Hatimoğulları’nın konuşmasından öne çıkanlar şöyle:
“Günlerdir iradesini korumak için sokaklarda direnen halklarımız…”
“Günlerdir iradesini korumak için sokaklarda direnen halklarımız, karanlık bir geleceğe teslim olmayacağız diyerek tüm renkleriyle kampüslerden sokaklara itirazını yükselten değerli üniversiteli arkadaşlarım, Newroz meydanlarında asrın çağrısına sahip çıkarak barışın yoluna işaret eden milyonlar, insanlık dışı koşullarda alın teriyle yaşam mücadelesi veren emekçi kardeşlerim, hepinizi sevgiyle selamlıyorum.”
“İktidarın Newroz meydanlarından iyi dersler çıkarması gerekiyor”

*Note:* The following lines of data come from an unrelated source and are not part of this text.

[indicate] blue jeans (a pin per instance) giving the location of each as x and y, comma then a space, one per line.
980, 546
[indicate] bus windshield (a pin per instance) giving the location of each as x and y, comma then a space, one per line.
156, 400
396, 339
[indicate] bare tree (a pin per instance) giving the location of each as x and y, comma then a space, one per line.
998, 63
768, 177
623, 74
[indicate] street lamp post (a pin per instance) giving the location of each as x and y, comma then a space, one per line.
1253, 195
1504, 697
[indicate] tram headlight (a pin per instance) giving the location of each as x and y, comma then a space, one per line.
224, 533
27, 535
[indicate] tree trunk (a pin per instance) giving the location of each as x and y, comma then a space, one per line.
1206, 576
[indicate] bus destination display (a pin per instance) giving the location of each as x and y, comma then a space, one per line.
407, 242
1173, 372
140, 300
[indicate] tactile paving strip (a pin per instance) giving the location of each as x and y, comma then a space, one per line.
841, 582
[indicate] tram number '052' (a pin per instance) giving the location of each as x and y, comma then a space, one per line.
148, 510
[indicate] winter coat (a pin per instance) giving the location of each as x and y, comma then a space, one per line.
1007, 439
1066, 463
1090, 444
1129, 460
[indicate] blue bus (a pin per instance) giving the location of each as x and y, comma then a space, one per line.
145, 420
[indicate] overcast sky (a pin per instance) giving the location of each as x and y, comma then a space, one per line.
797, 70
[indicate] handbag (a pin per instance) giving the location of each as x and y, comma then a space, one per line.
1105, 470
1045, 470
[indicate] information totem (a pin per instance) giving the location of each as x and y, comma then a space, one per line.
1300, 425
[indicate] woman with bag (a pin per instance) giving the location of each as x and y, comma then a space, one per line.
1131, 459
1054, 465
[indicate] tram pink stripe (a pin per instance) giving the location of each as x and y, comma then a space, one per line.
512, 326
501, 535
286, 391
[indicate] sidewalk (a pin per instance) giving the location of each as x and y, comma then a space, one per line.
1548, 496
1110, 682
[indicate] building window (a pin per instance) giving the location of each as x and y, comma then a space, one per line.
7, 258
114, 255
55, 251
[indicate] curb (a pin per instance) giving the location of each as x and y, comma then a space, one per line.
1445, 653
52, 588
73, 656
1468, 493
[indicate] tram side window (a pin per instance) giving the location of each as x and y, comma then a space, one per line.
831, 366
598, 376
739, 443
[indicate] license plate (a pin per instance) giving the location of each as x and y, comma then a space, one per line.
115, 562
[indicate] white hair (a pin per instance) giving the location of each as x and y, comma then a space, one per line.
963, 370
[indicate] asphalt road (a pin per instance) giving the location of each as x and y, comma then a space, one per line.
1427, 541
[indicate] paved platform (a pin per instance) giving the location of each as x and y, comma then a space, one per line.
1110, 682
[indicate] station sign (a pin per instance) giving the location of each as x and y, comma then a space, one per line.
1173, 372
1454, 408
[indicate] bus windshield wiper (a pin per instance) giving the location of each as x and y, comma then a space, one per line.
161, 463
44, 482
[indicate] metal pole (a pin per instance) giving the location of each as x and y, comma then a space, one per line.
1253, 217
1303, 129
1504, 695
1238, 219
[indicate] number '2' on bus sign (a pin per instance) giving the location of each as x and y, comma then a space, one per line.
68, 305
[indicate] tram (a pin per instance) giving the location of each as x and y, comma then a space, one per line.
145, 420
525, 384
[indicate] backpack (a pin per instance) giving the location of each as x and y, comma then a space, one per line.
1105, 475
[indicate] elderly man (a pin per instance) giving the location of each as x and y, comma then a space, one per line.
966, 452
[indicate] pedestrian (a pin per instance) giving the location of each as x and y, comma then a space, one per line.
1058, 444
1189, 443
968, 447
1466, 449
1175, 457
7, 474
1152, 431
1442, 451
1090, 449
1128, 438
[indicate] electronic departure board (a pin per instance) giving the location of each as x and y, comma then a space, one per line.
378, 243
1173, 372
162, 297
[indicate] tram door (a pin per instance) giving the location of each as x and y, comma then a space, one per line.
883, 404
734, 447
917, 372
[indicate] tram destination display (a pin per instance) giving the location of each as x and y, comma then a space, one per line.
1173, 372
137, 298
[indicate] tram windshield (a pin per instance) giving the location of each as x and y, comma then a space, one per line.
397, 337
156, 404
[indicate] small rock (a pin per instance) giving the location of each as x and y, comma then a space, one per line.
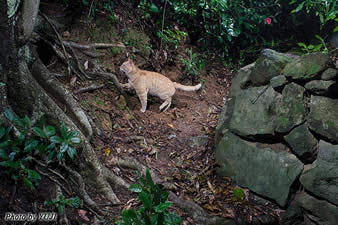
306, 67
268, 65
121, 102
319, 87
329, 74
278, 81
303, 143
197, 141
320, 178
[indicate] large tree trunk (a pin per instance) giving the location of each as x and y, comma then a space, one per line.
27, 88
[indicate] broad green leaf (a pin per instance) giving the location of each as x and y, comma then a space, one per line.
137, 188
10, 164
71, 152
31, 145
12, 155
5, 144
172, 218
41, 148
153, 8
63, 131
72, 134
59, 156
28, 183
39, 132
300, 44
27, 122
49, 130
299, 7
164, 196
75, 140
64, 146
2, 132
238, 193
149, 179
9, 115
3, 154
50, 155
33, 175
61, 209
310, 47
162, 207
145, 198
55, 139
75, 202
18, 121
141, 178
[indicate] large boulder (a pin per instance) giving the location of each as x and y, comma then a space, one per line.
274, 122
329, 74
323, 117
302, 143
321, 178
319, 87
267, 171
253, 112
268, 65
241, 80
263, 111
292, 111
308, 210
306, 67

“Türkiye halklar tarihinin en önemli Newroz’larından birini geride bıraktık. 2025 Newroz’u bir yandan barış ve demokrasi umutlarının yeşerdiği, diğer yandan halka yönelik baskıların arttığı ve halk iradesinin tanınmadığı bir dönemde gerçekleşti. Özgürlük ateşinin bir kez daha harlandığı, barışın halklar tarafından sahiplendiği bir Newroz oldu. İktidarın 2025 yılı Newroz meydanlarında milyonlarca insanın verdiği barış, demokrasi, adalet ve özgürlük mesajından iyi dersler çıkarması gerekiyor. Bu yıl milyonlar Newroz’da ‘Barış ve çözümü destekliyorum, tarihi çağrının arkasındayım’ dedi. Meydanlarda milyonların en net talebi Sayın Öcalan’ın özgürlüğü ve özgür çalışma ortamının sağlanmasıydı. Milyonlarca insanın tek vücut olduğu barış talebi görmezden gelinemez, inkar edilemez, oyalama siyasetine kurban edilemez. Meydanlardan yükselen barışın sesine, kulaklarını kapatan kim olursa olsun büyük kaybedecek.”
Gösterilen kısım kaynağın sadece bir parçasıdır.